Having named vibraphonist Joe Locke and his band’s recording of Make Me Feel Like It’s Raining (from Subtle Disguise) as my ubiquitous track of the pandemic, I see – or hear – other performances anew. It’s often a comic experience.
Beside Locke’s tribute to Bobby Hutcherson, Tubby Hayes’s galloping tenor sax on Mini-Minor, as recorded at Ronnie Scott’s, Gerrard Street, in 1965, reminds me of someone repeatedly knocking at a door signed “No Entry”: the longer he is barred, the more furious – and tedious – become his attempts to get in, while less frenetic colleagues are stepping on the “Welcome” mat and gaining entrance at an ever-open door around the corner.
For 10 years after that recording, I could just about stand the unabated chorus-chasing, which never shared the spiritual uplift that accompanied Coltrane’s. After that, it just sounded like someone showing off, the musical equivalent of riding a bike with arms folded.
Such sense of non-admittance perhaps occurred to Miles Davis when comparing his playing with that of Dizzy Gillespie with Charlie Parker, but his solution was to tiptoe away. Davis could never compete with Dizzy as an air-splitting technician and in any case was unsuited in temperament to that music. How Davis must have listened with envy to Clifford Brown and his ilk. They combined dexterity with grace, sort of warm and cool.
Brown’s loss to jazz was incalculable. I still see Hayes, despite the foregoing, as unfairly representative of embattlement and the idea that British players could match the Americans if only the taste-makers would take heed. The Americans knew better: they understood Hayes’s worth, but that couldn’t make the 1965 Mini-Minor major-major.
Chuck Berry’s sentiments have resonance here:
I’ve got no kick against modern jazz
Unless they try to play it too darn fast
And lose the beauty of the melody
Until they sound just like a symphony
On Mini-Minor, Hayes plays too darn fast. But that last line is an example of what Kingsley Amis called “lyric exhaustion”, the rhymester driven into a blind alley. “Until they sound just like a symphony”? What does that mean? Does Hayes’s relentless splattering of notes as though he’s in charge of a Maxim gun rather than a musical instrument amount to anything symphonic? Not to this listener. It amounts, rather, to excess, a condition with which Hayes was only too familiar. After the first performance of Die Entführung Aus Dem Serail, Emperor Joseph II is supposed to have told the composer: “Too many notes, dear Mozart, too many notes.” To which the wunderkind is said to have replied: “There are only as many notes as I require; no more and no less.” Quite.

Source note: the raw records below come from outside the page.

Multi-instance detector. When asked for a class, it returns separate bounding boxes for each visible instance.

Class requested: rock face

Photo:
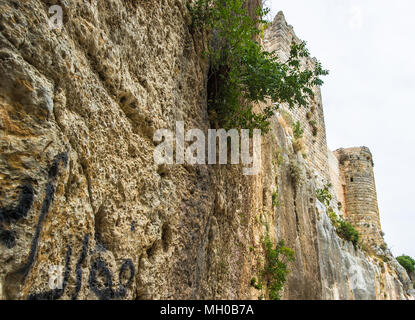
[0,0,412,299]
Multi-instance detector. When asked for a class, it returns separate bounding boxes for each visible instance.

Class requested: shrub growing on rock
[396,255,415,273]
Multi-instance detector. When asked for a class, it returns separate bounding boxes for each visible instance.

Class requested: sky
[266,0,415,258]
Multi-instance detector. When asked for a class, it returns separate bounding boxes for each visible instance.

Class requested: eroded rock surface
[0,0,409,299]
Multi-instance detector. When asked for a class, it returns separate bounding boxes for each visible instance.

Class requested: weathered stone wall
[335,147,384,246]
[264,12,330,184]
[0,0,412,299]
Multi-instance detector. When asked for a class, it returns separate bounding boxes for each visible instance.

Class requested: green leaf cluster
[327,208,360,247]
[396,255,415,273]
[190,0,328,134]
[316,183,333,207]
[262,235,295,300]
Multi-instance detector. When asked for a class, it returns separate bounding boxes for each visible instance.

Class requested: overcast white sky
[268,0,415,258]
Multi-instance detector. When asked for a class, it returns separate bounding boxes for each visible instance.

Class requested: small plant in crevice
[289,158,303,187]
[272,186,280,208]
[262,234,295,300]
[327,208,360,248]
[316,183,333,207]
[189,0,328,134]
[309,120,318,137]
[396,255,415,273]
[251,277,262,290]
[293,121,304,139]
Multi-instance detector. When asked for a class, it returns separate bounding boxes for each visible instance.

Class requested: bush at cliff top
[262,235,294,300]
[190,0,328,133]
[396,255,415,273]
[336,218,360,247]
[327,207,360,247]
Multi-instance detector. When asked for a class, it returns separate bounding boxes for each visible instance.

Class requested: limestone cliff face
[0,0,411,299]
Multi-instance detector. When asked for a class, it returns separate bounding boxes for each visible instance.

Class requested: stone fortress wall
[334,147,384,246]
[264,12,330,184]
[264,12,384,246]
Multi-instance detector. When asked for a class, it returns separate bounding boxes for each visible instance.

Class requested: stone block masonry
[334,147,384,246]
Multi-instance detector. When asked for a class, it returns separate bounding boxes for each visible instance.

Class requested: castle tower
[334,147,384,246]
[263,11,330,182]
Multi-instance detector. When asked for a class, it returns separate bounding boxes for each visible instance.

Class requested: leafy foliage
[396,255,415,273]
[327,208,360,247]
[293,121,304,139]
[263,235,295,300]
[272,187,280,208]
[190,0,328,133]
[316,183,333,207]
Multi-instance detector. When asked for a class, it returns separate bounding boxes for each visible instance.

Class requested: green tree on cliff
[396,255,415,273]
[190,0,328,133]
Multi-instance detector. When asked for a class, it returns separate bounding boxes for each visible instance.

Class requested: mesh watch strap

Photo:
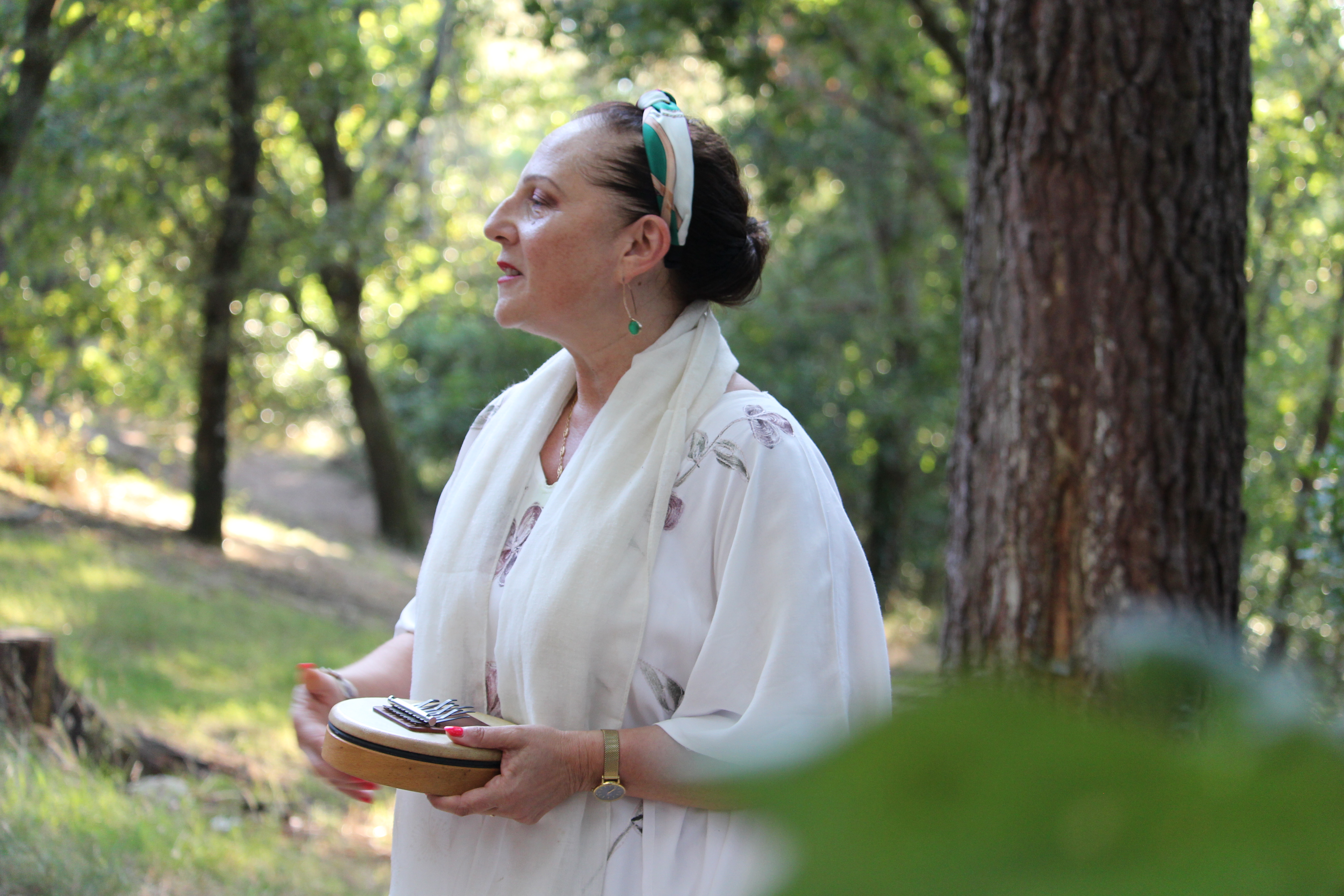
[602,728,621,780]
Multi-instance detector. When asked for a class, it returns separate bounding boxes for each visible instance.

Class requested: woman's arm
[429,725,738,825]
[289,631,415,802]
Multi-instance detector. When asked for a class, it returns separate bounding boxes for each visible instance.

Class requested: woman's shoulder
[687,390,816,482]
[695,388,801,447]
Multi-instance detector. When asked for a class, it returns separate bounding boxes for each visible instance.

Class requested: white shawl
[391,302,738,896]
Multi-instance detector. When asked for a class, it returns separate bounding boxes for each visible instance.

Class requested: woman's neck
[564,286,684,416]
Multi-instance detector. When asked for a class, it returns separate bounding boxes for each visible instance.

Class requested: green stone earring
[621,283,644,336]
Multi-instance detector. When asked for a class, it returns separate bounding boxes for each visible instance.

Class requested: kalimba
[323,697,512,797]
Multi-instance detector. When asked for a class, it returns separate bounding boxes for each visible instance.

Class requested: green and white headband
[637,90,695,257]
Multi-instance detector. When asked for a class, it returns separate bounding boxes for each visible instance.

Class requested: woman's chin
[495,286,527,329]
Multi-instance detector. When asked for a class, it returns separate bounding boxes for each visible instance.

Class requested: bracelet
[317,666,359,700]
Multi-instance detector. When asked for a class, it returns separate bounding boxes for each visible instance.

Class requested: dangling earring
[621,283,644,336]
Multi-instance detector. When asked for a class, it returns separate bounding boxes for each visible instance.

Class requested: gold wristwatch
[593,728,625,802]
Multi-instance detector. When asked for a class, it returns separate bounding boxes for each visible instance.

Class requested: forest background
[0,0,1344,892]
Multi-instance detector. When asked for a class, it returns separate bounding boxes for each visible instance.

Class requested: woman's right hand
[289,662,378,803]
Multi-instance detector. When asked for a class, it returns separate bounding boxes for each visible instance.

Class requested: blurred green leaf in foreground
[751,631,1344,896]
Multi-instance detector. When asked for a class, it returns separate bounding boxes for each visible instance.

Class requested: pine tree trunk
[320,262,423,549]
[0,0,98,271]
[188,0,261,544]
[942,0,1251,676]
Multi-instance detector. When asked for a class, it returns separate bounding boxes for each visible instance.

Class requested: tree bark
[320,262,423,548]
[188,0,261,544]
[0,0,98,271]
[942,0,1251,677]
[290,4,460,549]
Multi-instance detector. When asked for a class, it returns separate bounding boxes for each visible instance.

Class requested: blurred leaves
[751,626,1344,896]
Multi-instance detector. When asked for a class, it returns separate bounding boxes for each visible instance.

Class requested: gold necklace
[555,395,579,481]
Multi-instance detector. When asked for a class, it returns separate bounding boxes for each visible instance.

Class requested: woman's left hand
[429,725,602,825]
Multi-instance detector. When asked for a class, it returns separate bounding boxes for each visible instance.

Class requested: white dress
[394,390,891,896]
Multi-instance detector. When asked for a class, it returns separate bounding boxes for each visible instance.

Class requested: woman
[293,91,890,896]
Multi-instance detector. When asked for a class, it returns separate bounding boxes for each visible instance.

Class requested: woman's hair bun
[579,102,770,306]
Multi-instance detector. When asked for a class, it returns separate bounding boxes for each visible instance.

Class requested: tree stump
[0,629,223,775]
[0,629,57,731]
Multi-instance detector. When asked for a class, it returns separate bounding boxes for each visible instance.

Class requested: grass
[0,525,391,896]
[0,750,387,896]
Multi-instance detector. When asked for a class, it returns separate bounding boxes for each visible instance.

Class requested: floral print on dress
[495,504,542,586]
[663,404,793,532]
[640,660,685,716]
[606,801,644,861]
[468,400,504,431]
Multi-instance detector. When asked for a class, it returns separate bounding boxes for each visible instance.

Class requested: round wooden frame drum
[323,697,512,797]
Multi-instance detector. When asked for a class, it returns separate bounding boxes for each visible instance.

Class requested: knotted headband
[637,90,695,263]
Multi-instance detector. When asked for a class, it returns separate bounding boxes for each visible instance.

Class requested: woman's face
[485,116,629,345]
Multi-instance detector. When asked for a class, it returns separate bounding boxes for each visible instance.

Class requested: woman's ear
[621,215,672,282]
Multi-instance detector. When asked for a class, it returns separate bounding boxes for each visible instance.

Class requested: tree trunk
[1265,286,1344,664]
[942,0,1251,676]
[188,0,261,544]
[0,0,98,271]
[320,262,423,549]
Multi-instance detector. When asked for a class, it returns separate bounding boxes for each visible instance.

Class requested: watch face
[593,780,625,801]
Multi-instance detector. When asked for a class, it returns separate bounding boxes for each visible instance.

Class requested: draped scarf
[391,302,738,896]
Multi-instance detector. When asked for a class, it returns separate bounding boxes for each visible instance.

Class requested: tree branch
[271,283,343,349]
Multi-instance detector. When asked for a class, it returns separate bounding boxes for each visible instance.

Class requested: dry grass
[0,407,103,492]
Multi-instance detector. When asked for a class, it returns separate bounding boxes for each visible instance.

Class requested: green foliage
[1243,0,1344,689]
[751,662,1344,896]
[531,0,968,602]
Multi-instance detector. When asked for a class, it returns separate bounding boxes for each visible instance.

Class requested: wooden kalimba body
[323,697,512,797]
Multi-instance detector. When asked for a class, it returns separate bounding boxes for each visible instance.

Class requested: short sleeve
[657,394,891,764]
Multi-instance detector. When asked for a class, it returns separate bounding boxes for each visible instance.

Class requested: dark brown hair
[578,102,770,305]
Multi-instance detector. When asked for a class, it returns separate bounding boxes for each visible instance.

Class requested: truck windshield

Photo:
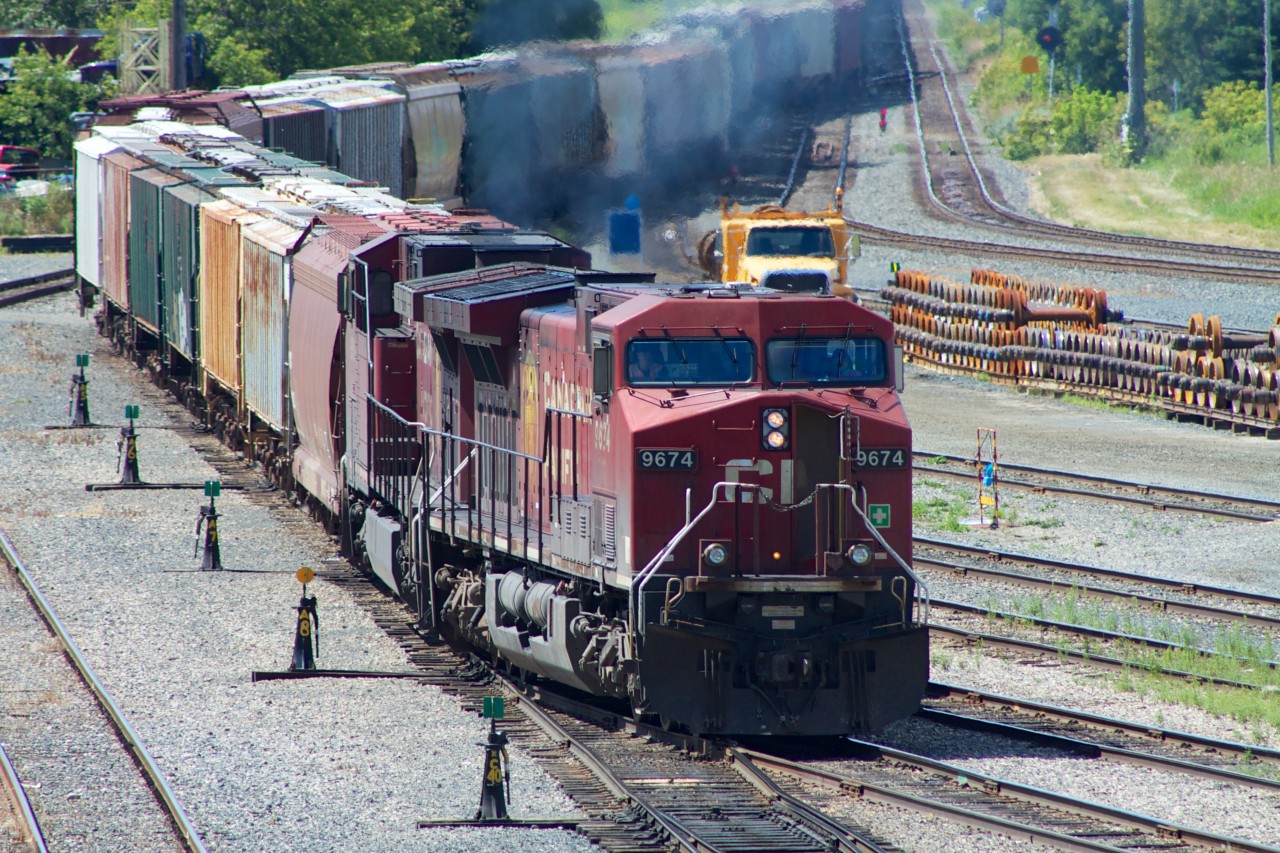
[627,338,755,388]
[746,227,836,257]
[764,337,888,387]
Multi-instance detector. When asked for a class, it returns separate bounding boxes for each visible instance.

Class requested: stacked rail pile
[882,270,1280,438]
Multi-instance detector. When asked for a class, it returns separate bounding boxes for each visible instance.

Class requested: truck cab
[703,205,859,298]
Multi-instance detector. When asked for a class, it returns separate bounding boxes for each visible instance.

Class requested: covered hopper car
[99,0,897,219]
[76,8,928,735]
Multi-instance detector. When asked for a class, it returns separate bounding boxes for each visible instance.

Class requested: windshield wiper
[787,323,809,382]
[662,327,689,364]
[712,328,737,368]
[836,325,854,378]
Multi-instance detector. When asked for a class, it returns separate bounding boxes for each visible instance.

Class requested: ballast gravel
[0,289,591,853]
[0,46,1280,853]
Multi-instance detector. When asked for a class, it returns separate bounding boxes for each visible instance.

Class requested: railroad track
[741,739,1280,853]
[0,745,49,853]
[0,269,76,307]
[929,597,1280,686]
[320,550,1276,852]
[913,537,1280,630]
[919,681,1280,793]
[896,0,1280,274]
[929,622,1258,690]
[911,451,1280,521]
[317,555,896,853]
[0,533,205,853]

It’s tempting to ascribe manic note-spinning to testosterone but there are plenty of note-spinning female performers. [Check female bedroom rock-guitar players on YouTube – Ed]. This doesn’t mean though that there isn’t a difference between men and women performers. The raw aggression of some jazz is uncommon among performances by women, but also the numbers differ. A random survey of 180 jazz CDs in reach as I write this column includes barely 20 female headliners. Their appearance in compilations or chart lists include Memphis Minnie and Bessie Smith, standing their ground among 15 blues singers of the Mississippi Delta, as well as the Brown Skin Girls ranged anonymously in Clarence Lofton’s imagination as he salivates at the piano:
Got a gang of brownskin womens (sic), bunch of high yellows too
I got so many brownskins, I don’t know what to do
One for every day of the week, no less, and none with a name.
Mention of Gillespie reminds me that I now admire Roy Eldridge more. Which in turn reminds me that an Eldridge LP was the last I borrowed from the US Embassy library in London. You could take your pick from a list and the record would arrive in a brick-red, LP-shaped box constructed from an amalgam hitherto and henceforth rare in materials science. It had khaki-coloured cloth straps.
They were days of American cultural largesse. Borrowers paid nothing, not even postage; and, as I used to discover, they could extend the hire period from the regulation two weeks to supernumerary six months without remonstration from the Ambassador. Not that I did more than once.
Every LP was of Stateside manufacture, meaning that the cover was made from stout cardboard and the liner notes were by Leonard Feather. It was the rental scheme that first introduced me to Lu Watters’s Yerba Buena Jazz Band. To remind myself of Watters now I’d have to browse another website, run by the University of Stanford libraries and called “The San Francisco Traditional Jazz Foundation Collection”.
And there was I thinking that “traditional jazz” was a UK label used to describe how music powered by a metronomic banjo had something to do with an American renaissance in which an ex-trumpeter starting out with no teeth was prominent – and hit as few notes as possible to some purpose.